Draw your circle any way you like, and chances are you’ll find a micro Top Ten, specific to friends and family with similar backgrounds.
Why does that matter? Your relatively unusual name might actually be much more popular in your immediate circles. The more divided and sorted our nation, the more this holds true in names.
Nine Years Change #6: So Much Pop Culture
During the early 1980s, cable television came to my street. Our family subscribed; so did the family next door. I remember watching the early years of Nickelodeon and MTV.
Even though the number of channels expanded rapidly, we still all watched the same big events. The 1993 finale of Cheers comes to mind. Even at the beginning of the twenty-first century, American Idol and a handful of other series were watched broadly.
Still, our attention splintered.
And since Appellation Mountain launched, that splintering has accelerated. Netflix and Amazon produce original content. Internet content is vast.
Dozens and dozens of pop culture sources influence naming – think of Game of Thrones – but a smaller percentage of the population actually watches them.
Nine Years Change #7: Our Worries Have Shifted
Everything from broad cultural change to reality television (I’m looking at you, Duck Dynasty’s Sadie) impacts the way we name children today. But how about changes in how we think about naming?
Nine years ago, more parents hesitated to choose names that were too weird. Today, the anxiety I hear most often?

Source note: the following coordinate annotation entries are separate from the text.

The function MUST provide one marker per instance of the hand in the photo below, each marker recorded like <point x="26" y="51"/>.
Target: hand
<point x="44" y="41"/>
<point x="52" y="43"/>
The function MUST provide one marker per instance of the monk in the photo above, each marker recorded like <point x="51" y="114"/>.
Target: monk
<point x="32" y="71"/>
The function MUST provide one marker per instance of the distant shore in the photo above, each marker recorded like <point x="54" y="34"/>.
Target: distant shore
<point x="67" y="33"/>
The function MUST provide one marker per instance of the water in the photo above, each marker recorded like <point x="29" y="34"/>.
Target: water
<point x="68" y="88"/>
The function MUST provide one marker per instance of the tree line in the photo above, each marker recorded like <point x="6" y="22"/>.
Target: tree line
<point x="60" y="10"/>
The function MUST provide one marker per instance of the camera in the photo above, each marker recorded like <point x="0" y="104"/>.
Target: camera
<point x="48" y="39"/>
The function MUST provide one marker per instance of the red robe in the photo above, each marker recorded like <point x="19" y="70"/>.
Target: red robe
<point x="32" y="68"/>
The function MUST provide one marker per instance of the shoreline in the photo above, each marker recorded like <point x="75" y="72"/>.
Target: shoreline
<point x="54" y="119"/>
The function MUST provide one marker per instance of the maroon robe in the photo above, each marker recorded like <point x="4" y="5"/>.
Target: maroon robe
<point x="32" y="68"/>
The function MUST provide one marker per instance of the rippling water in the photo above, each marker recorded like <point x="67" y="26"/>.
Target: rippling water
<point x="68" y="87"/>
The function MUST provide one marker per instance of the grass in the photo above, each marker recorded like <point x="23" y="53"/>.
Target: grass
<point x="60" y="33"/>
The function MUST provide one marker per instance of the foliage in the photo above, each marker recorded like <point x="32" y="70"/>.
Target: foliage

Is this name too ordinary?
I often argue that even Top Ten names are still very wearable. And parents’ preference for something slightly different started long before Appellation Mountain came to be. But the balance of parents who love Liam or Harper, but reject it because it’s too popular seem to be on the rise.
Nine Years Change #8: Pressure to Conform Dwindles
Between Pinterest and Etsy, an infinite sea of ideas exist. DIY and hand-crafted, amateur and artisanal, a vast reserve of customized possibilities exists. Our homes, vacations, wardrobes – different is normal.
So we naturally gravitate towards baby names that reflect an increased preference for individuality. Dismissive, even snarky commentary on the tendency pops up constantly. I get it – and yet, it’s not just baby names. It’s every aspect of our lives.
Ultimately, the freedom to make different choices strikes me as positive and powerful. The downside? The tremendous pressure parents might feel to be creative when they really love names like Katherine and James.
Nine Years Change #9: Faster, Faster, Go, Go, Go!
Some names – and name trends – have always been fleeting. And there hasn’t been a massive churning of the Top Ten or even Top 100 names. (The Top Ten remains surprisingly stable – look at these numbers on #1 girls’ names.)
Here what strikes me: ten years ago, I was usually the only guest at the baby shower who could rattle off the Top Ten names. Now, lots of people can name a few. We have access to data and information like never before.
I’m not sure I can prove this last one with data – yet – but I can’t shake the feeling that we’re faster to see names as “overused” and quicker to dismiss names as “too trendy” when really, it’s just dozens of media stories about Piper catching on thanks to Orange is the New Black.